Doğa ve kent yıkımına karşı mücadele eden yaşam savunucuları Maçka Demokrasi Parkı’nda bir araya gelerek referandumda hayır oyu verme çağrısı yaptı: Doğaya, kentlere, yaşama başkan mı olur?
Doğa ve kent yıkımına karşı mücadele eden yaşam savunucuları Maçka Demokrasi Parkı’nda bir araya gelerek referandumda hayır oyu verme çağrısı yaptı: Doğaya, kentlere, yaşama başkan mı olur?
Onlarca forum, dayanışma, savunma, kent, ekoloji ve çevre örgütü 26 Şubat’ta İstanbul Maçka Parkı’nda buluştu. Yaşam savunucuları ve ekoloji örgütlerinin yanı sıra Üniversite Bandosu da açıklamada yerini aldı. Don Kişot Bisiklet Kolektifi’nin pedallayarak geldiği açıklamada, parka girişleri sırasında bando “Başkanlığa Hayır” şarkısıyla karşıladı.
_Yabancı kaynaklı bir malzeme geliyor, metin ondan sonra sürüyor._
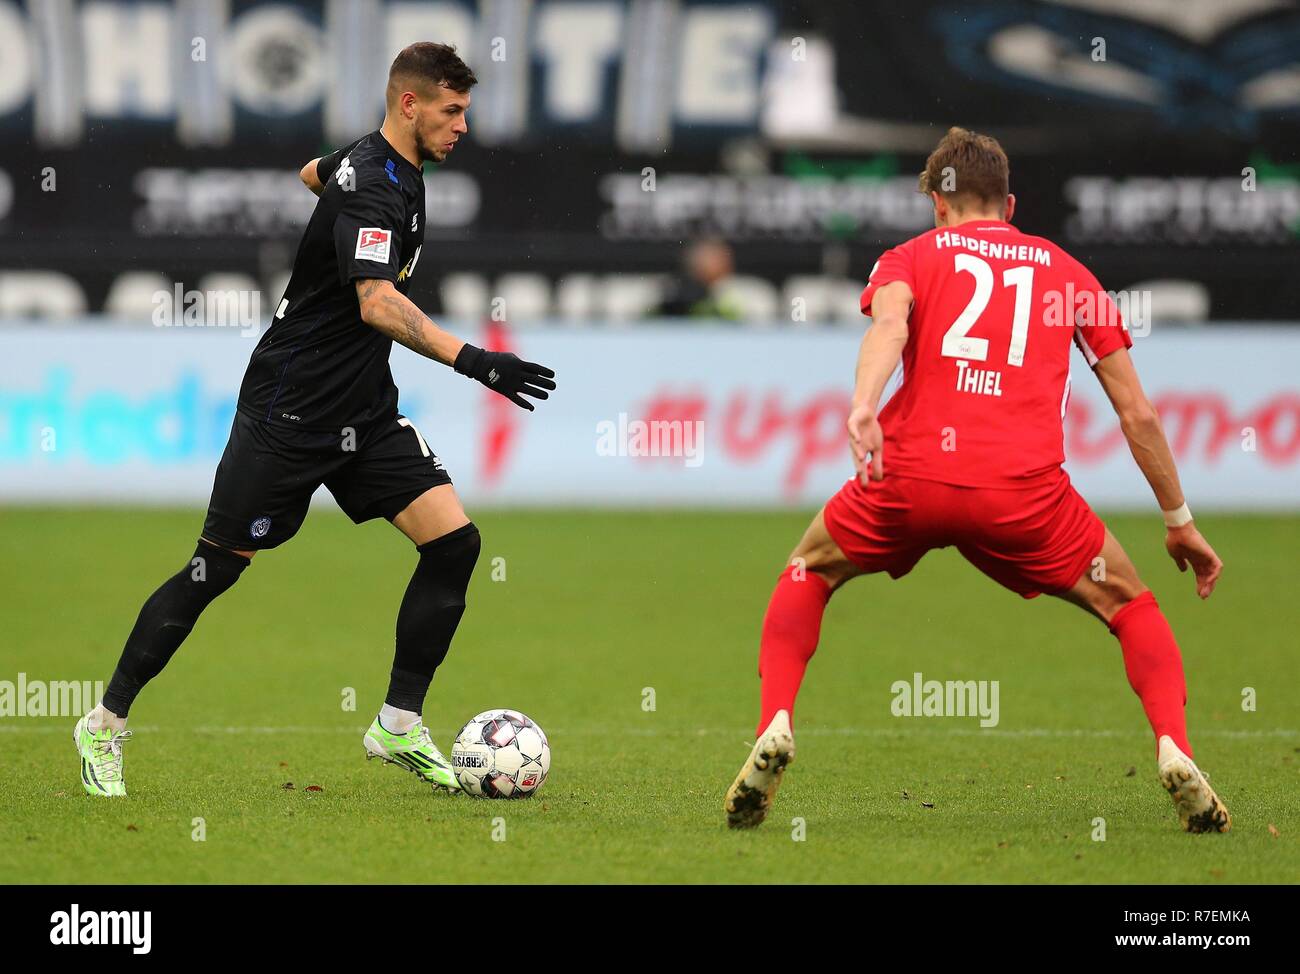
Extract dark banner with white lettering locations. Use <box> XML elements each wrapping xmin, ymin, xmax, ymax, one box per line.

Parkta buluşan yaşam savunucuları etkinlik öncesinde ağaçlara ip sardı, parkın etrafına üzerinde “Ayçiçeği aşkına hayır”, “Tarım alanları yok olmasın diye hayır”, “Dereler çağlasın diye hayır” yazılı dövizler astı, renkli çaputlara neden Hayır dediklerini yazarak ağaçlara astı.
“Yaşamı Savununlar #Hayır Diyor” pankartı açan yaşam savunucuları yaptıkları açıklamada neden hayır dediklerini anlattı. “Doğaya, kentlere, yaşama başkan mı olur?” diye soran yaşam savunucuları yanıtı da verdi: Hayır!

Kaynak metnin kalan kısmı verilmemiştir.